Barra’s philosophy as CEO and chair, a position she’s held since 2016, has been to address problems head-on. She routinely says the “best time to solve a problem is the minute you know about it.”

That philosophy has served her and GM well thus far, as Barra has navigated what seems like an unending string of crises in the past decade, the second-longest tenure of any CEO in the company’s 115-year history, after its founder.

Barra managed a recall of roughly 30 million vehicles beginning in 2014 after an ignition switch defect caused 120 deaths and led to a complete restructuring of GM’s safety operations.

“The way that she took the ignition switch recall and used it to really drive some deep change into the organization — she shook some things up,” said Stephanie Brinley, associate director of research at S&P Global Mobility. “And I think they’ve made a difference.”

Barra guided the company through the 2014 parts crisis and initiated several company restructurings across the globe, including exiting many unprofitable markets. That fat-trimming was in preparation for an expected disruption from the “mobility” or tech industries and the likes of Lyft, Uber, Apple and Google.
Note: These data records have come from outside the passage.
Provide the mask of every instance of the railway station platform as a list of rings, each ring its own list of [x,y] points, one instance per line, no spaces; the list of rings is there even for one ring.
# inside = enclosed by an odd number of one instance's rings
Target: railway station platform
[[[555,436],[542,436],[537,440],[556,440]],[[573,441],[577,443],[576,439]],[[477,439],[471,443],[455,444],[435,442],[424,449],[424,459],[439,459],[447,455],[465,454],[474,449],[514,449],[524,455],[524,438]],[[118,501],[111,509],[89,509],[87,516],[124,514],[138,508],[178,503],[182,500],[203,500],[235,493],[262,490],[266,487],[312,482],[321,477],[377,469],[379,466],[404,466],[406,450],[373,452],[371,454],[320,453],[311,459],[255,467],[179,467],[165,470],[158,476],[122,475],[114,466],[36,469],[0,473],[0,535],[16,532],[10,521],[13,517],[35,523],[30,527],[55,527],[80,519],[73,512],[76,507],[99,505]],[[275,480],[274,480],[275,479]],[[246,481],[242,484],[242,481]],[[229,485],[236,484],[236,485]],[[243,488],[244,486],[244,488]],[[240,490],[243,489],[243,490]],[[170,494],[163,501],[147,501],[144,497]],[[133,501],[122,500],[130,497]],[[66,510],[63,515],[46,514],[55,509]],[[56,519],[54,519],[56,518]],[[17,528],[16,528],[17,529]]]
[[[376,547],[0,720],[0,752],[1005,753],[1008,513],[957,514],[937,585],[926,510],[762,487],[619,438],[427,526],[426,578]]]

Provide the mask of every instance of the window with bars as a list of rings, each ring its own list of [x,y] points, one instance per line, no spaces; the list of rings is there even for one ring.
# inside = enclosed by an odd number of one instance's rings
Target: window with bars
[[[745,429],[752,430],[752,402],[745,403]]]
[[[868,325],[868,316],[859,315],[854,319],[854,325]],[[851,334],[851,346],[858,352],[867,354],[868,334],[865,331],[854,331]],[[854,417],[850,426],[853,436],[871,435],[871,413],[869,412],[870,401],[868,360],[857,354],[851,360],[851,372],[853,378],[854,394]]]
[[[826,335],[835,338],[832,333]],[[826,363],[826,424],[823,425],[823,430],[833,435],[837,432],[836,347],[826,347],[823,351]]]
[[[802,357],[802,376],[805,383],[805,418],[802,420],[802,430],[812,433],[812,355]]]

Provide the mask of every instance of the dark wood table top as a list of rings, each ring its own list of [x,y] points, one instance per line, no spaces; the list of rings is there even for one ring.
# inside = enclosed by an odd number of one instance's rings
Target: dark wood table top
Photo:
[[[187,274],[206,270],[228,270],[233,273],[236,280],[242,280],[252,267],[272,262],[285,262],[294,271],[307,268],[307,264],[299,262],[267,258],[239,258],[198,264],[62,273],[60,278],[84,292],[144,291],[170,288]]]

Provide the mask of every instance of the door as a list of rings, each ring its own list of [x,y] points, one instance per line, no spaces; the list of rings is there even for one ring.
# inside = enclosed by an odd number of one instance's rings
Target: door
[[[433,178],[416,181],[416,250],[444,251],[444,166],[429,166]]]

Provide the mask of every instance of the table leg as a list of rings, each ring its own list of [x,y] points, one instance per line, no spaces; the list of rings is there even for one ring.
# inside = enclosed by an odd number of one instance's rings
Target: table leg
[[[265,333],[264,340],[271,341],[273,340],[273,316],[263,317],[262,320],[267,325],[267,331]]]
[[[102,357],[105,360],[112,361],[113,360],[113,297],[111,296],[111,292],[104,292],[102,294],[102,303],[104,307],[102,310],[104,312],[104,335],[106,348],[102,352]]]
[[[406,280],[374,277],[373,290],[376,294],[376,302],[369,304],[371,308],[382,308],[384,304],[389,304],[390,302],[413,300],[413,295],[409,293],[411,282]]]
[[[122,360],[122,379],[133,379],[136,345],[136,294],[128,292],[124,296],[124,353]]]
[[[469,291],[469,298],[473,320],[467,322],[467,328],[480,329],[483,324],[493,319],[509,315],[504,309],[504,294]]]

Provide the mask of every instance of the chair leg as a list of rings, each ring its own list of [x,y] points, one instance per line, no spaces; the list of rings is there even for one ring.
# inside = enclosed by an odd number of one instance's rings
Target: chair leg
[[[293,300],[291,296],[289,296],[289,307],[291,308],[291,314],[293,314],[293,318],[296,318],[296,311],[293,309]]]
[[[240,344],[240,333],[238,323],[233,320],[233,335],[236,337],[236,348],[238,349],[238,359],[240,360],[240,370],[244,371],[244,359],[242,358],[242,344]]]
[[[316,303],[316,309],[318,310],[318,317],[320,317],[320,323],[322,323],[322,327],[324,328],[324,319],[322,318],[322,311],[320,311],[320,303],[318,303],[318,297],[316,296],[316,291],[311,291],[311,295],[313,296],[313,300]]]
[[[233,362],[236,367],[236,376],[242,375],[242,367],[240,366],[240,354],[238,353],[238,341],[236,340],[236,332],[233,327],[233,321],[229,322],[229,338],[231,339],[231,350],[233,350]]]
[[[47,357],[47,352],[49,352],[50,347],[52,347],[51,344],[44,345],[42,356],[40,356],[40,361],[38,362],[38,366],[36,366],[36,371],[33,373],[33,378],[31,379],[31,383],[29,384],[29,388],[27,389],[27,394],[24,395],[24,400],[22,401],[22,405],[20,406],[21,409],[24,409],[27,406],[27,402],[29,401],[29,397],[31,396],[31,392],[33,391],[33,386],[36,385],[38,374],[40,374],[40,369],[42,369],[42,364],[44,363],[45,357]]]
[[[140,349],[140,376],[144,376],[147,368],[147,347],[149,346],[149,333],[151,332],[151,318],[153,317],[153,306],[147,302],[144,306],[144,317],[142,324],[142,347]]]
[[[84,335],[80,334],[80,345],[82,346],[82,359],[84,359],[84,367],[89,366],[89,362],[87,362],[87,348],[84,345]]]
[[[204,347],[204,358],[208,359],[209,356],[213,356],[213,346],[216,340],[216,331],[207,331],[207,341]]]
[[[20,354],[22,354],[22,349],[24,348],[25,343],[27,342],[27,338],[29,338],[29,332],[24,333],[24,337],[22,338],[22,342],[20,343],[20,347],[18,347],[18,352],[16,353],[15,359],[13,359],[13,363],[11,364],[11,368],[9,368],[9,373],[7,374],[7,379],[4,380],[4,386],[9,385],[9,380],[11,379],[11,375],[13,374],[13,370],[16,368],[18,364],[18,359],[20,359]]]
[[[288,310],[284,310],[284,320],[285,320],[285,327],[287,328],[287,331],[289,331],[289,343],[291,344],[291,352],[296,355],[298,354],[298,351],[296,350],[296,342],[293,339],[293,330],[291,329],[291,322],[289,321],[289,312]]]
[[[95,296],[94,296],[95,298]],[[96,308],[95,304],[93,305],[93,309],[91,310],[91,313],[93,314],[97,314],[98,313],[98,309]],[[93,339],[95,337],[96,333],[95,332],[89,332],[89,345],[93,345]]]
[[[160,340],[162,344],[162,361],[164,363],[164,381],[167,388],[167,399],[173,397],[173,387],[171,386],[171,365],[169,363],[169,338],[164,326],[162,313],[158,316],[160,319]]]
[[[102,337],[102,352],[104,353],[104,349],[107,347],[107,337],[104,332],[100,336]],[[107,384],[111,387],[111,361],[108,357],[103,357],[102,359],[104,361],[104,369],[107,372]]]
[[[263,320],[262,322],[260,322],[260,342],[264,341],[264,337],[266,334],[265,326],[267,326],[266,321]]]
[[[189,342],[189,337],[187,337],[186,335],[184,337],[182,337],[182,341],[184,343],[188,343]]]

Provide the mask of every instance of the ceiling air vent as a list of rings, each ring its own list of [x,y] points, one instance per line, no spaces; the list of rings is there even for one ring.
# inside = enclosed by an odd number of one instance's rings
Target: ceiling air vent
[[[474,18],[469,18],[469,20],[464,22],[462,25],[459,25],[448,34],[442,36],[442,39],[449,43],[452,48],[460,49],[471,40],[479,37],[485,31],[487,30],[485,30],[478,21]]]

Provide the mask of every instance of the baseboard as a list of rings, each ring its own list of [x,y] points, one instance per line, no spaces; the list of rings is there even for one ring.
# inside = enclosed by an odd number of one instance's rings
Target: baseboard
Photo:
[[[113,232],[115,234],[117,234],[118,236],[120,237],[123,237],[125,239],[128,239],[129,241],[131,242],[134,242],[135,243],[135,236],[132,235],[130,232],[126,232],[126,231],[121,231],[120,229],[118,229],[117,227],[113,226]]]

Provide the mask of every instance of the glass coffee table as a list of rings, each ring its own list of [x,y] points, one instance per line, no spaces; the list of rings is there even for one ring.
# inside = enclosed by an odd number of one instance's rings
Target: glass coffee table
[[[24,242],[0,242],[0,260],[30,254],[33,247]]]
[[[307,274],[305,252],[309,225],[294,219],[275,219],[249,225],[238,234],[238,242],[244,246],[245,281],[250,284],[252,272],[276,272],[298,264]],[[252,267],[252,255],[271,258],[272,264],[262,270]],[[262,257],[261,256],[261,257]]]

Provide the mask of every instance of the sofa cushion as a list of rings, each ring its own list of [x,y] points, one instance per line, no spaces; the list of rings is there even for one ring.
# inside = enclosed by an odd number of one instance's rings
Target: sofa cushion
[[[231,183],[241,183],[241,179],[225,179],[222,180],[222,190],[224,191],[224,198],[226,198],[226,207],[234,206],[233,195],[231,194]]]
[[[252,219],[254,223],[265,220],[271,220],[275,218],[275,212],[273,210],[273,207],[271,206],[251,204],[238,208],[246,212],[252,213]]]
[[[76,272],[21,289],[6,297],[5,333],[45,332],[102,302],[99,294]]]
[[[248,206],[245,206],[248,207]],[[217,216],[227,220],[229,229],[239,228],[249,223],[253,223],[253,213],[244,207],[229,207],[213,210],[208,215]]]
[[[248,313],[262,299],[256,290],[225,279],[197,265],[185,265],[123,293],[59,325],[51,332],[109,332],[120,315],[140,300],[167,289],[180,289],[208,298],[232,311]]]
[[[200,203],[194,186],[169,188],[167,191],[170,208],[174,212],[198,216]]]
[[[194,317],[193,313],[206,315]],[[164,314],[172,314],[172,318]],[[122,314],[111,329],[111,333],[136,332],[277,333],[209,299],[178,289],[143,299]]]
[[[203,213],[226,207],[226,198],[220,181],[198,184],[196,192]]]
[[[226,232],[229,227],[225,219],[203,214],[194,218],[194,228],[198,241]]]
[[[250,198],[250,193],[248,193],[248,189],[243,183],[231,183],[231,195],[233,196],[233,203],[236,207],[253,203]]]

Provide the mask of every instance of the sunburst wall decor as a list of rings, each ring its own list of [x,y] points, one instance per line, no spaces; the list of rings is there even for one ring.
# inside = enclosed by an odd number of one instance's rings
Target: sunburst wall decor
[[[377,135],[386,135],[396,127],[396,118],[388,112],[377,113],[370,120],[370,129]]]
And, she fended off two activist-shareholder campaigns, including from David Einhorn’s Greenlight Capital, which pushed for seats on GM’s board and to initiate a split of GM’s common stock into two classes to help boost its share price.

Einhorn declined to comment through a spokesman on those efforts, Barra or GM, which the firm exited in 2020.

General Motors CEO Mary Barra testifies during a House Energy and Commerce Committee hearing on Capitol Hill in Washington, April 1, 2014.

Getty Images

The more recent challenges facing GM — Cruise, EV uncertainty, shifting priorities — play to Barra’s strengths. She’s discerning in the face of crisis and swift to cull where needed.

“She’s a good leader, and she’s a good listener. But she’s also tough when it comes to making difficult decisions for the shareholders. So far, what I’ve seen, she’s done an outstanding job,” former GM executive Gary Cowger, a mentor of Barra’s who died last year, previously told CNBC.

But as the headwinds compound and some on Wall Street lose confidence, 2024 is shaping up to be either the cherry on top of Barra’s career or an unexpected dent in her track record.

“The shift to EV and autonomous is one that’s just not that simple,” Brinley said. “It’s going to be a struggle for awhile and the success or failure on that is probably not really going to be known very well until well after her tenure.”

When asked in December about her tenure and legacy, Barra, 62, said she doesn’t think about it too much. She’s more focused on what’s in front of her.

“I’m an engineer, problem solver, let’s move forward,” she said. “I’m humbled and it’s a privilege to lead General Motors at this point in time. We’re in the midst of this really once-in-a-generation transformation and there’s so much that can be done.”